Les objectifs qui sont les nôtres ne sont pleinement atteignables que si l’on remet en cause en même temps la logique de l’actuelle mondialisation capitaliste et celle de l’Union européenne. Pour cela, il faut réfléchir notamment autour de :

À l’échelle du continent européen, les possibilités existent pour une réorientation sociale et démocratique de l’Union. Elle suppose, entre autres : la réorientation des missions et des statuts de la Banque Centrale Européenne ; l’abrogation des directives sur la libéralisation des services publics ; la reconnaissance des droits fondamentaux et acquis sociaux sur la base de la non-régression ; l’institution d’une citoyenneté de résidence élargie aux migrants extra-communautaires ; la réforme des institutions européennes sur la base du respect des principes de souveraineté populaire et de subsidiarité démocratique en donnant plus de pouvoir aux parlements nationaux et européen ; l’indépendance vis-à-vis de l’OTAN.

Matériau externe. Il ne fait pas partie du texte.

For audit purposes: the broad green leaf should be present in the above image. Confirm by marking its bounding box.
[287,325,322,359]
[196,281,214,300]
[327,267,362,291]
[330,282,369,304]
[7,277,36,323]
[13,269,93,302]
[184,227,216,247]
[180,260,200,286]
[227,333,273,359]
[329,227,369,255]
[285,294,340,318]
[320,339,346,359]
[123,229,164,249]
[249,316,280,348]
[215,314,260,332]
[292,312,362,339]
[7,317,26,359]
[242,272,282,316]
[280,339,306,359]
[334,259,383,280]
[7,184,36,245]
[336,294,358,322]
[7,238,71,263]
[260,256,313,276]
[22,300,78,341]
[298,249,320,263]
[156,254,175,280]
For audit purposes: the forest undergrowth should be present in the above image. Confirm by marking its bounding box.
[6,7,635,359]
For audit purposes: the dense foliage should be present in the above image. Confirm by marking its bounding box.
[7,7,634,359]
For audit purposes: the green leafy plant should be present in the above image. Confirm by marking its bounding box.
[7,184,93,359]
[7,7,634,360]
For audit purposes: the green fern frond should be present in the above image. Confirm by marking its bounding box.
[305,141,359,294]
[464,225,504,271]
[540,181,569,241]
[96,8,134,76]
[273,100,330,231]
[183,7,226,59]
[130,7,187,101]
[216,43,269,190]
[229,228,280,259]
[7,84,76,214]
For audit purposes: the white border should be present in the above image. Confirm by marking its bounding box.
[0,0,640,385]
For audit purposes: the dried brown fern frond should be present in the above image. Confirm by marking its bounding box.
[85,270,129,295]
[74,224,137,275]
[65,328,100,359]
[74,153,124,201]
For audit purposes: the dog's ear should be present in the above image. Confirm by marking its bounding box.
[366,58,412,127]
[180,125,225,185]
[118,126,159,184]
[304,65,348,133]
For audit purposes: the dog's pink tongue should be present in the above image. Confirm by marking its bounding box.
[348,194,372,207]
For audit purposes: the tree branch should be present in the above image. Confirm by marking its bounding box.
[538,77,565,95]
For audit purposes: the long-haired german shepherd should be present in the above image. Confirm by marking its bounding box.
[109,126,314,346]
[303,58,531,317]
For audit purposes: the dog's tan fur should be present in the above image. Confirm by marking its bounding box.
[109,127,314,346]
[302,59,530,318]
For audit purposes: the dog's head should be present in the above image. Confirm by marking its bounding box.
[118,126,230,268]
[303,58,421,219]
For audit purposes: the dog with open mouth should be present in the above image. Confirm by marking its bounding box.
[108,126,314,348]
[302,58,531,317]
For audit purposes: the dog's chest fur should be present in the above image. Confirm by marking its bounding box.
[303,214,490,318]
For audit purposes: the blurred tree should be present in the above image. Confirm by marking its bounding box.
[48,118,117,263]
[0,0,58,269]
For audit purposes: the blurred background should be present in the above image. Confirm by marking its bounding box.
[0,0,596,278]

À l’échelle planétaire, la logique de la solidarité devrait supplanter l’inégalité croissante qui résulte de la libéralisation effrénée. Cela suppose de contredire partout les normes édictées par les multinationales, le G8 et les institutions financières internationales. Cela pourrait impliquer, entre autres : de réinsérer la Banque mondiale et le Fonds monétaire international dans le cadre de l’ONU ; de remettre en cause la logique et le mode de fonctionnement de l’OMC ; d’établir les relations Nord-Sud sur la logique du co-développement ; d’annuler la dette ; de démocratiser franchement les institutions internationales.